The evidence about who purchased these maps and how they were used is mostly indirect. The county maps were sold by subscription, and about 1000 copies appear to have been a typical print run. Smith tried to get the state to purchase copies to distribute to county offices and to school districts, but once again the legislature refused to fund his proposal, even though he obtained numerous affidavits requesting that they do so. Probably at least some of these maps were purchased by local government offices and school districts. It is certain that some of his maps were purchased by stores and other businesses. They would have helped businessmen locate their customers, and their considerable curiosity value would have made them eye-catching decorations for taverns and offices. At least some of the maps were purchased by local farmers. Writing in 1864, Smith made the interesting observation that Confederate raiders in Pennsylvania stripped county maps off the walls of farmhouses preceding the Battle of Gettysburg—both to gain geographical intelligence for themselves, and to keep it out of the hands of the Union forces.
Concerning the methods he used to construct his county maps, Smith remarked in a communication he sent to the American Philosophical Society in 1864:
The field work seems rude to the physicist, engaged in discussing the figure of the earth, and to the chief of a survey of an arc of the meridian. But the results are perfectly satisfactory to the naturalist, the county surveyor, the soldier, and the geologist. The latter finds his canvas ready prepared, and can lay in his picture with comfort and success. When larger areas are to be mapped, the astronomical determinations and trigonometrical adjustments come in place. But the compensations which rectify magnetic work in the field, by skilled hands, carefully plotted afterwards in the office, produce results which favorably compare with the most careful triangulation; and at all events may, if the needs of society call for it, precede, in order of time, just as well as follow, the application of the more accurate methods of the science.
Like all of Smith’s remarks in defense of his cartographic methods, this comment should not be accepted at face value. His arguments are very similar to those of Roberdeau and others who questioned the methods of Hassler’s Coast Survey. Probably many of Smith’s contemporaries would have agreed with him, or at least passively accepted his maps as the best available, but a professional geologist like Hall would certainly not have found his maps “perfectly satisfactory.” In the decades following the Civil War, professional cartographers poured scorn upon such maps, and eventually succeeded in convincing the public that something better was needed.
J.H. French’s Map and Gazetteer of New York State
Many of the surveyors that Smith recruited for his project went on to become important figures in their own right. One of the most important of these was John Homer French (1824-1888), a school teacher and principal, who was engaged by Smith in 1855. Smith was in charge of resurveying several county maps, which were thought to be inadequate for Smith’s project, and (most importantly) he was responsible for compiling a state map and gazetteer, which formed a kind of capstone for the project.

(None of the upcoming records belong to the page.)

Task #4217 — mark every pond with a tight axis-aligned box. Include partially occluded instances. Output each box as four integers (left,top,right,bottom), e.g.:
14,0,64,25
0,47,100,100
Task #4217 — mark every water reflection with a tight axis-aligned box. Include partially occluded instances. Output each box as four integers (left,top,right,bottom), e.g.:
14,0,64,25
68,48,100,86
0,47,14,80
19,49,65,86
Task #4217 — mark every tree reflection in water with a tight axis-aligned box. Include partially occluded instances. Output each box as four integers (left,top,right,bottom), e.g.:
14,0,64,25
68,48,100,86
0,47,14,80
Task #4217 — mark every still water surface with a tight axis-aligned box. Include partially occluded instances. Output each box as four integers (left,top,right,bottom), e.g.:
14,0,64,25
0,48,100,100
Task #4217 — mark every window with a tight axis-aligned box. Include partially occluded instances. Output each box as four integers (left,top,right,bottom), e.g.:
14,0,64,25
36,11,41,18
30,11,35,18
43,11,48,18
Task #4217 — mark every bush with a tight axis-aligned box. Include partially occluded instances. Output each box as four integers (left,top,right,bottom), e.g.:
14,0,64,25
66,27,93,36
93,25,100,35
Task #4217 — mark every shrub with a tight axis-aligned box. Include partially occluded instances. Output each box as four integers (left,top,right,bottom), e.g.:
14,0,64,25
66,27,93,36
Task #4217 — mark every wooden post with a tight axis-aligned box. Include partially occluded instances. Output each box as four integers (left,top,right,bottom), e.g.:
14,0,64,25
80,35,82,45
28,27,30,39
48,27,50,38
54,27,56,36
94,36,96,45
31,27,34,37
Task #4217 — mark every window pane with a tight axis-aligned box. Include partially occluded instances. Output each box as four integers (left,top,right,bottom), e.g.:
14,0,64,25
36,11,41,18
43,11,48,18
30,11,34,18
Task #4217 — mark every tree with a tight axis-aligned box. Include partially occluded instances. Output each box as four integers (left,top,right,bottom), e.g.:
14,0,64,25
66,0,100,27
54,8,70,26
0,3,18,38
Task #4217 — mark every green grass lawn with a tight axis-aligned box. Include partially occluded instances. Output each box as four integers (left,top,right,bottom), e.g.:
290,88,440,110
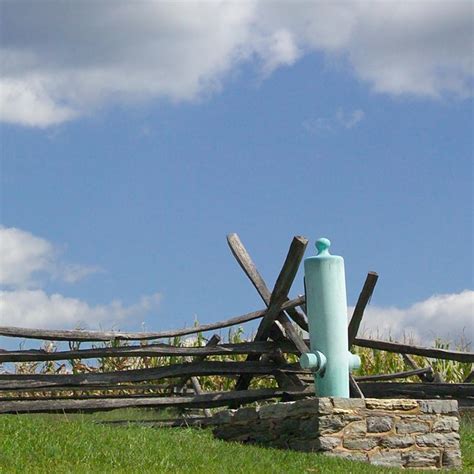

French’s map of the State of New York, which first appeared in 1859, covers the state at a scale of 1:300,000 (see Figures 11.5 and 10.5). It stands as the last in a succession of state maps at similar scales, which includes the previously discussed works by Sauthier, De Witt, Lay, Eddy, Burr, and J. Calvin Smith. The closest comparison is with David Burr’s state map, which was also associated with a project to map New York’s counties The French map,” as it was often called by contemporaries, suffers from many of the problems of its predecessors. It was compiled from the county maps, which were produced at different scales, and lacked adequate geodetic control. Although both Smith and French strived to produce high-quality county maps, there were limits to what they could do with maps based on compass and odometer surveys. The best that can be said of the French map is that it was superior to most state maps produced before the Civil War, and it seems to have been adequate for the purposes for which it was intended. As a wall map, it would have been displayed in schools, offices, public places, and some homes. For the modern researcher, it is useful mainly because it presents a detailed picture of roads and town locations as they existed at the time.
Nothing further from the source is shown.